Auch Thierse unterstützt neue Initiative. Bundestag soll Antrag noch vor Ostern diskutieren

Berlin/Wittstock - Der umstrittene Bombenabwurfplatz bei Wittstock soll erneut Thema im Bundestag werden. 58 Abgeordnete von SPD, Bündnis 90/Die Grünen und PDS unterzeichneten einen Gruppenantrag gegen eine Inbetriebnahme des Bombodroms in der Kyritz-Ruppiner Heide. Hier wollen die Bundeswehr und Streitkräfte anderer Nato- Staaten Tiefflüge und Bombenabwürfe üben.

Zu den Unterzeichnern gehören auch Bundestagspräsident Wolfgang Thierse (SPD) und Vizepräsidentin Antje Vollmer (Grüne). Die Initiatoren des Vorstoßes, der Neuruppiner SPD-Bundestagsabgeordnete Ernst Bahr und Winfried Nachtwei von den Grünen, hoffen auf eine rasche politische Debatte. Noch vor der Osterpause soll sich das Parlament in erster Lesung mit dem Antrag beschäftigen.

Um das Bombodrom gibt es seit Jahren Streit. Die Gegner des Übungsplatzes befürchten durch den Lärm der Tiefflüge eine erhebliche Beeinträchtigung des Tourismus in Nordbrandenburg und der Mecklenburgischen Seenplatte. Die Unternehmervereinigung „Pro Heide“ sieht 15000 Arbeitsplätze in Gefahr, falls die Touristen durch den Krach vertrieben würden. „Alle sprechen von Opel oder Karstadt, aber hier sind die Dimensionen viel größer“, sagt Thomas Marquardt von „Pro Heide“. Seit 1991 seien eine Milliarde Euro in die touristische Infrastruktur der Gegend investiert worden.

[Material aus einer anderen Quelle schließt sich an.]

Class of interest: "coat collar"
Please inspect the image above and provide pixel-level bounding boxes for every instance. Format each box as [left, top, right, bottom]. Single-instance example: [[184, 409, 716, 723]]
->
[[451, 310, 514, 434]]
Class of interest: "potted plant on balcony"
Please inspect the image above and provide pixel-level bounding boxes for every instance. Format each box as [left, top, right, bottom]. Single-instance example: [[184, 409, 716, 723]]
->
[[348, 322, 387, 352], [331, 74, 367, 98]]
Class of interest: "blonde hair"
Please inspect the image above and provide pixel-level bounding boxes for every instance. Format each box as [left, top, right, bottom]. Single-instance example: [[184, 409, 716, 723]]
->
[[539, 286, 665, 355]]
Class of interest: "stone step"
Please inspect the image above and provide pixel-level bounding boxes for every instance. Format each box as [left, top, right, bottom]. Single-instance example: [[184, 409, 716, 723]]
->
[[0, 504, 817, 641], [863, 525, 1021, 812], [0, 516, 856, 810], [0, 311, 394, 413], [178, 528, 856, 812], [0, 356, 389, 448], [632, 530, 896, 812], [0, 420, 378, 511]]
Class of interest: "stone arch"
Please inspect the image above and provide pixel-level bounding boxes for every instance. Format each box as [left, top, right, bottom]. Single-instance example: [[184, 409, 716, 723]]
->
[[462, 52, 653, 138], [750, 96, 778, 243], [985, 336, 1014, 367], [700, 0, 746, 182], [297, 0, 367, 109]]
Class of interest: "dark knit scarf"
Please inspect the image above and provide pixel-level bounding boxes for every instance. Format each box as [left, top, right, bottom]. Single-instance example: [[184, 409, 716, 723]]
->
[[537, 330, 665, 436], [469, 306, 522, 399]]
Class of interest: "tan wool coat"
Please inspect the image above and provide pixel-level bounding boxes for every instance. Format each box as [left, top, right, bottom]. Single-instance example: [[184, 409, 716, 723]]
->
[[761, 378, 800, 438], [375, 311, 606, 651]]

Verteidigungsminister Peter Struck (SPD) hält trotz der Proteste am „Bombodrom“ fest. Bislang verfügt die Luftwaffe in Deutschland nur über Übungsplätze bei Nordhorn in Niedersachsen und im bayerischen Siegenburg, die allerdings viel kleiner sind als das 144 Quadratkilometer große Gelände zwischen Neuruppin, Rheinsberg und Wittstock.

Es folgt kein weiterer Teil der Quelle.